L’ancien gouverneur a sa part de plaintes légitimes concernant le rapport soi-disant indépendant de Joon Kim et Anne Clark, commandé par le procureur général et maintenant candidat au poste de gouverneur Tish James: il a confondu de véritables allégations de harcèlement sexuel et de petits tours, et James n’a pas partagé les transcriptions de entretiens avec les personnes accusées d’actes répréhensibles. Épingler la photo d’Apple sur le babillard avec tous ses cercles et ses flèches est une tâche difficile – mais l’erreur ici est en effet grave.

L’accusation sous-jacente est digne de respect.
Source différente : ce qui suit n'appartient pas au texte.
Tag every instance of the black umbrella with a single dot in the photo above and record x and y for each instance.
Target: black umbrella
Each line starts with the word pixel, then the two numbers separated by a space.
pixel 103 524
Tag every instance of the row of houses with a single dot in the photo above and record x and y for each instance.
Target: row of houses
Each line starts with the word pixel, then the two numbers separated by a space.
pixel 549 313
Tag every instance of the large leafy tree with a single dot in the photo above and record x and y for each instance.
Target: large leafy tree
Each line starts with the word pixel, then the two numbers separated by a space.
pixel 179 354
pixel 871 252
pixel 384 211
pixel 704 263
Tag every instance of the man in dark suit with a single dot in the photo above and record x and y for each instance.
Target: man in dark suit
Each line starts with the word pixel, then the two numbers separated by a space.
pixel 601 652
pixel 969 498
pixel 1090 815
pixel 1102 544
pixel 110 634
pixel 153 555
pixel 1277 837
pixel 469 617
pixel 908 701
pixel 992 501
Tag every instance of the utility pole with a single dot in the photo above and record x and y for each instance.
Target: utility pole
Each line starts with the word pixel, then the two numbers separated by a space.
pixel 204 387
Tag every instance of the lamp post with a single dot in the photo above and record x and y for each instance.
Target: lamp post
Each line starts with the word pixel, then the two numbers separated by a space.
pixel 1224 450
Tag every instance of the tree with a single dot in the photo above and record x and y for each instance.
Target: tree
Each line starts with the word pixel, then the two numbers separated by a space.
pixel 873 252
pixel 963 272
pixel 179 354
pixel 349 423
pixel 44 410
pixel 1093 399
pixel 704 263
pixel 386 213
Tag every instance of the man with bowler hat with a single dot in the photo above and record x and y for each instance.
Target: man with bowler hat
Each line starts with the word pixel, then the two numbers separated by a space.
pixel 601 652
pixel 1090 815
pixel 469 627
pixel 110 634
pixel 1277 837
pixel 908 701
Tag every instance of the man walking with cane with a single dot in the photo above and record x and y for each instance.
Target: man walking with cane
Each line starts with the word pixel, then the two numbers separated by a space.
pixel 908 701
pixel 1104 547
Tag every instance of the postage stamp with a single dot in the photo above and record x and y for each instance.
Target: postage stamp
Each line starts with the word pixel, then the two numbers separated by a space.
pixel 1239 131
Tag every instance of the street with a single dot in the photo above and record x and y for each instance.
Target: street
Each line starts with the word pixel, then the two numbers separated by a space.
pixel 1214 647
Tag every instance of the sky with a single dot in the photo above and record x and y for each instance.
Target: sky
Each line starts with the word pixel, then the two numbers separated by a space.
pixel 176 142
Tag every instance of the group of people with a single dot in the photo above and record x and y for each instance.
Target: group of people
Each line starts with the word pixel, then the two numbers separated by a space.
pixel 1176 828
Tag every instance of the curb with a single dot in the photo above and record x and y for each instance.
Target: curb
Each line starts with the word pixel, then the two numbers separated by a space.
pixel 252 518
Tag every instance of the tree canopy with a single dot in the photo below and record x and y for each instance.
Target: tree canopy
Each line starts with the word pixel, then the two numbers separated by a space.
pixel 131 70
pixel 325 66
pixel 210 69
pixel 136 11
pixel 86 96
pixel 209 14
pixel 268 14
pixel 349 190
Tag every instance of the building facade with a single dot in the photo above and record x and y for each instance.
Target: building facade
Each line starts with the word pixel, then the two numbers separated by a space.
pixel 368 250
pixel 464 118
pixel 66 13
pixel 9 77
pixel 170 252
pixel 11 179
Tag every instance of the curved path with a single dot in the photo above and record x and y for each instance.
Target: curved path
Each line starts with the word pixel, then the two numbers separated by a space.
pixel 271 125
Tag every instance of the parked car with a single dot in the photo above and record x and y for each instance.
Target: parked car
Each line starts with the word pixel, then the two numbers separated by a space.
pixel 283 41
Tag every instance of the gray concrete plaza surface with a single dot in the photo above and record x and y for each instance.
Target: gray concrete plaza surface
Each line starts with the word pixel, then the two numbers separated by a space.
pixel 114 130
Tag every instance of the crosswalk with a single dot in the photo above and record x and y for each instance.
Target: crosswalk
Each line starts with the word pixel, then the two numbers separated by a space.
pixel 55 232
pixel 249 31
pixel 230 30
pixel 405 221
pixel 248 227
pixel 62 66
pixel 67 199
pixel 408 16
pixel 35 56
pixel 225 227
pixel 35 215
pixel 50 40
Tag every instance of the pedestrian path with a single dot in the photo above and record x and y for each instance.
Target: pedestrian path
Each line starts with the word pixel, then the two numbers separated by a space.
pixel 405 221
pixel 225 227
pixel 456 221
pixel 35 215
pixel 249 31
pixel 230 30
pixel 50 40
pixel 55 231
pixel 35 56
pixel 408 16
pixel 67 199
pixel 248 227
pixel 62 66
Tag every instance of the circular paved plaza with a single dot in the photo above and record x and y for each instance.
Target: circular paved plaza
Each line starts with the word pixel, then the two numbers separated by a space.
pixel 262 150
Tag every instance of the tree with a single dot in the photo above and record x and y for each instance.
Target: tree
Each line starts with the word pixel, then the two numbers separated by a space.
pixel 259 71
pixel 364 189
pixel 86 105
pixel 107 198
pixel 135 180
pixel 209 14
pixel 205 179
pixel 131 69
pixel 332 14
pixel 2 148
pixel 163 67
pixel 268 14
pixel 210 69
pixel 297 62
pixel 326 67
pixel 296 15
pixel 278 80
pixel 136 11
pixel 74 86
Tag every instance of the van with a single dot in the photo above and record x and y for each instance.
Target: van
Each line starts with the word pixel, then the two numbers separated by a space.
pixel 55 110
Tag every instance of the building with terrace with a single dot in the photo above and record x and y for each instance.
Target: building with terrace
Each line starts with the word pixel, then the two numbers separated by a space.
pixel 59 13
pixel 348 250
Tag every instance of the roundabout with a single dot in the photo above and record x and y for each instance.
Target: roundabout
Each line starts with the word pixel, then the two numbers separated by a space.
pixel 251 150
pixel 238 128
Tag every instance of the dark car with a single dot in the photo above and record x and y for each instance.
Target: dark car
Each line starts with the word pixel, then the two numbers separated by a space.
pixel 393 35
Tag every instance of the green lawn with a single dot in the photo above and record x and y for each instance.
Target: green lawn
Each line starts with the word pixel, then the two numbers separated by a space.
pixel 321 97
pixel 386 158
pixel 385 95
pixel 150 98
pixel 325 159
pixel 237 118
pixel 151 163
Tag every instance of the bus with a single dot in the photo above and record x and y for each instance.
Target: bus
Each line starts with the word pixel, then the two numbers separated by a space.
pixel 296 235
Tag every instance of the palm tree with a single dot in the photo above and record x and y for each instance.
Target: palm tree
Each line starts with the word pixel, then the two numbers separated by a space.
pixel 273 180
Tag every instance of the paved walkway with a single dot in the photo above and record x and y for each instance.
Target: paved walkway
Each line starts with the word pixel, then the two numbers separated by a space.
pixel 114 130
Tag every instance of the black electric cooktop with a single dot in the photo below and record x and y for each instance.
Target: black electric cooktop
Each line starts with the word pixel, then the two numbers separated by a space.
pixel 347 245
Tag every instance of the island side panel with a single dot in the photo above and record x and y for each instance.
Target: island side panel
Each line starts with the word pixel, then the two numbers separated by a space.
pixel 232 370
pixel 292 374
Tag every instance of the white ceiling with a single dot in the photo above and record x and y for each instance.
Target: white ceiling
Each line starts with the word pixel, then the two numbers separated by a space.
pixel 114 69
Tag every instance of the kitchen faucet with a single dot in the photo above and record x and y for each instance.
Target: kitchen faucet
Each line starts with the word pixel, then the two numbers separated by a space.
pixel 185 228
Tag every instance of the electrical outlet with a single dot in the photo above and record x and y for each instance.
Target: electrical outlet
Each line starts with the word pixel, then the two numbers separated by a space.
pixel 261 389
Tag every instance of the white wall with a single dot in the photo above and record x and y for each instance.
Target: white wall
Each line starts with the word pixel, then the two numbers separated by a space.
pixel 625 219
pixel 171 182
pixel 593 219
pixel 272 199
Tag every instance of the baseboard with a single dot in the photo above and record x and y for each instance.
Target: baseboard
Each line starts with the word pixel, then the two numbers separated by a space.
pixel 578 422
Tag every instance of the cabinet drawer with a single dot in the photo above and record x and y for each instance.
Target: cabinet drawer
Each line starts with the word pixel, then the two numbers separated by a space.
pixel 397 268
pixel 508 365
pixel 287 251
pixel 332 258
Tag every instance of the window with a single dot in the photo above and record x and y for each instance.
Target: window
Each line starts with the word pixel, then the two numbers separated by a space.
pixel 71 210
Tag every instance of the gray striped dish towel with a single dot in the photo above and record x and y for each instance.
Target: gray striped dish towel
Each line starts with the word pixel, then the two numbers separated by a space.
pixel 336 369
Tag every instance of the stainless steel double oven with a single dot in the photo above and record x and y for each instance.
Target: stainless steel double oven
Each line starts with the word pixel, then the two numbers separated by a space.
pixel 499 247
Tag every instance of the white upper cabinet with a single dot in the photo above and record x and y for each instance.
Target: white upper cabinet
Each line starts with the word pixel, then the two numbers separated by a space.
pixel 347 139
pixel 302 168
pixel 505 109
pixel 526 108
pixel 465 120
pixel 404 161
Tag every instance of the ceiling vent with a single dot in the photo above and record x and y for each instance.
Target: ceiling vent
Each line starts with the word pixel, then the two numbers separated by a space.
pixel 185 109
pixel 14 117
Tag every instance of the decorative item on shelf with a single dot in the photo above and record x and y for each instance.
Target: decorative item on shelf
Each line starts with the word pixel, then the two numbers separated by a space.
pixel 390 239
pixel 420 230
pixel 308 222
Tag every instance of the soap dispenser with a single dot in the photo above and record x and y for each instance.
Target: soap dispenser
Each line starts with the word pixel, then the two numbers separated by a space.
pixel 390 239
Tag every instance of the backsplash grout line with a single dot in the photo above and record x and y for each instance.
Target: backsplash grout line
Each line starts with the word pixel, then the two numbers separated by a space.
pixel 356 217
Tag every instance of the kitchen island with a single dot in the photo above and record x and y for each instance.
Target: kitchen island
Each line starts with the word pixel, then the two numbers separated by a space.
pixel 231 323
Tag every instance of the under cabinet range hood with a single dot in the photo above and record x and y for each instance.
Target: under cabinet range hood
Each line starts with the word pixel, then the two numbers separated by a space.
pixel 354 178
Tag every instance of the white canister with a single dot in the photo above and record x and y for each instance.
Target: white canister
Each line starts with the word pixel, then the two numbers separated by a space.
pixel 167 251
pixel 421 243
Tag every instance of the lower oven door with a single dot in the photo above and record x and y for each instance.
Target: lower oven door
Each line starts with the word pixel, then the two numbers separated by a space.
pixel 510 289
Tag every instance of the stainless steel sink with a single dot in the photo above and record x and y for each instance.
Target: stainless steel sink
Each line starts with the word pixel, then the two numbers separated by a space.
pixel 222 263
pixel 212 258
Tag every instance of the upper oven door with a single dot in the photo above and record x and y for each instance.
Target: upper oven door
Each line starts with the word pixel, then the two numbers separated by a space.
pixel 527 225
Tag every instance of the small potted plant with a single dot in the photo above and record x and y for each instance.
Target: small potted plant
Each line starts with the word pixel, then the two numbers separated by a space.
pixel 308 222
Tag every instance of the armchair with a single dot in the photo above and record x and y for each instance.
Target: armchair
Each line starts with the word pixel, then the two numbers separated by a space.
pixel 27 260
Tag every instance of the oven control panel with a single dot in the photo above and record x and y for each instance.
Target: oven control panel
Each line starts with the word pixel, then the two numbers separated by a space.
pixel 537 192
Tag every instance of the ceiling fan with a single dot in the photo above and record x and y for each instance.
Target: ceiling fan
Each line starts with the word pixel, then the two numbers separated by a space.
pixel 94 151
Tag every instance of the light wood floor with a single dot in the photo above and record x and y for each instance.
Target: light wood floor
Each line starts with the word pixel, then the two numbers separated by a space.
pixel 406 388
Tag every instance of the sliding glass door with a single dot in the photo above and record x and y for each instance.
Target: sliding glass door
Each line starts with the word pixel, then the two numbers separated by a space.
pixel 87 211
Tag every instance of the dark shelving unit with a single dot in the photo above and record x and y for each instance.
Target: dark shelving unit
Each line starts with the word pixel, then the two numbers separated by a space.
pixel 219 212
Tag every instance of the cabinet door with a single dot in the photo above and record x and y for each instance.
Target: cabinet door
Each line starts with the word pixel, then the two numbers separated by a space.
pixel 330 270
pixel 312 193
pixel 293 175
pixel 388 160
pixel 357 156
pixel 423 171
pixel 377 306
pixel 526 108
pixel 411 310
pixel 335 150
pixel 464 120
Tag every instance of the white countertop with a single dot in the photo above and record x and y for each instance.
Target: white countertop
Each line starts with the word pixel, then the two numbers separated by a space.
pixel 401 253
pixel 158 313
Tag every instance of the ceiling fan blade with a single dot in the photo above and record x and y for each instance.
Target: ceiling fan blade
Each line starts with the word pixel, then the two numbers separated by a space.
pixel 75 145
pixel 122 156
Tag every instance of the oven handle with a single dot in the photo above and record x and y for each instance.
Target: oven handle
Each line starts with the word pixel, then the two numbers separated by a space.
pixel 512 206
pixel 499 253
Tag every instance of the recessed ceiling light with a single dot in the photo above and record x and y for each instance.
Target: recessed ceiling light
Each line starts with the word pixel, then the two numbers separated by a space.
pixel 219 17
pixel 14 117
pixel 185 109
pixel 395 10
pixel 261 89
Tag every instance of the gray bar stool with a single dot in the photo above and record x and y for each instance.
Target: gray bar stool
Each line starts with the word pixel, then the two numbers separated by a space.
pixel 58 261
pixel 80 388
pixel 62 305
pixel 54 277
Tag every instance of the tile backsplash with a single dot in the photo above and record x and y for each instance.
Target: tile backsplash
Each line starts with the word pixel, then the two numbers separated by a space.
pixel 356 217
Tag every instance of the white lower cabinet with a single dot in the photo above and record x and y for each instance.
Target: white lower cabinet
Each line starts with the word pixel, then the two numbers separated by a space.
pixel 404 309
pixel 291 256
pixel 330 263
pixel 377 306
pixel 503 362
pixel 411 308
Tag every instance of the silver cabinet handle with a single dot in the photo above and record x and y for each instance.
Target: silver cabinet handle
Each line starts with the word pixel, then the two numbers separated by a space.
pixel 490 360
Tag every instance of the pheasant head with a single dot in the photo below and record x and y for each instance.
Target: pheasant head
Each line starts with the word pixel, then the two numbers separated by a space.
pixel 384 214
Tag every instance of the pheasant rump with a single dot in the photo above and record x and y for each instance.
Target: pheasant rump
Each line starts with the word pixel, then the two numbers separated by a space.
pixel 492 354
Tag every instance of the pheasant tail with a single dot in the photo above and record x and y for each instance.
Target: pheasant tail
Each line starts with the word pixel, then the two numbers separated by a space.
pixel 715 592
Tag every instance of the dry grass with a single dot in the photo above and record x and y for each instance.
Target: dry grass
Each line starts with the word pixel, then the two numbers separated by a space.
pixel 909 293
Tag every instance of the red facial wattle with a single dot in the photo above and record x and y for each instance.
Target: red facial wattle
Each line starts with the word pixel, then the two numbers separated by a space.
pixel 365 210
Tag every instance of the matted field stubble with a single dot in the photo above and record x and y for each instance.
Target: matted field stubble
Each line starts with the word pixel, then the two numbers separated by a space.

Les preuves répertoriées par l’enquêteur du shérif Amy Kowalski dans sa plainte – y compris les enregistrements de téléphones portables, les messages PIN Blackberry, les cartes d’entrée de bâtiment, les dossiers d’aviation et un message texte – pourraient bien constituer une preuve hors de tout doute raisonnable. Apple a insisté vendredi lors d’une conférence de presse sur le fait qu’il disposait d’un “dossier solide” basé sur une “quantité écrasante de preuves”. Il a exprimé sa confiance que le procureur poursuivra.

Si Soares devait refuser de poursuivre, comme le font parfois les procureurs, il doit dire au public pourquoi. S’il va de l’avant, la qualité de la preuve sera mise en lumière et sera mise en balance avec la loi, ainsi qu’avec les faits présentés par Cuomo à décharge, y compris les incohérences dans le récit de Commisso. Du moins, c’est comme ça que ça doit se passer. Comme Apple l’a dit vendredi, les choses ne se passent pas toujours comme prévu.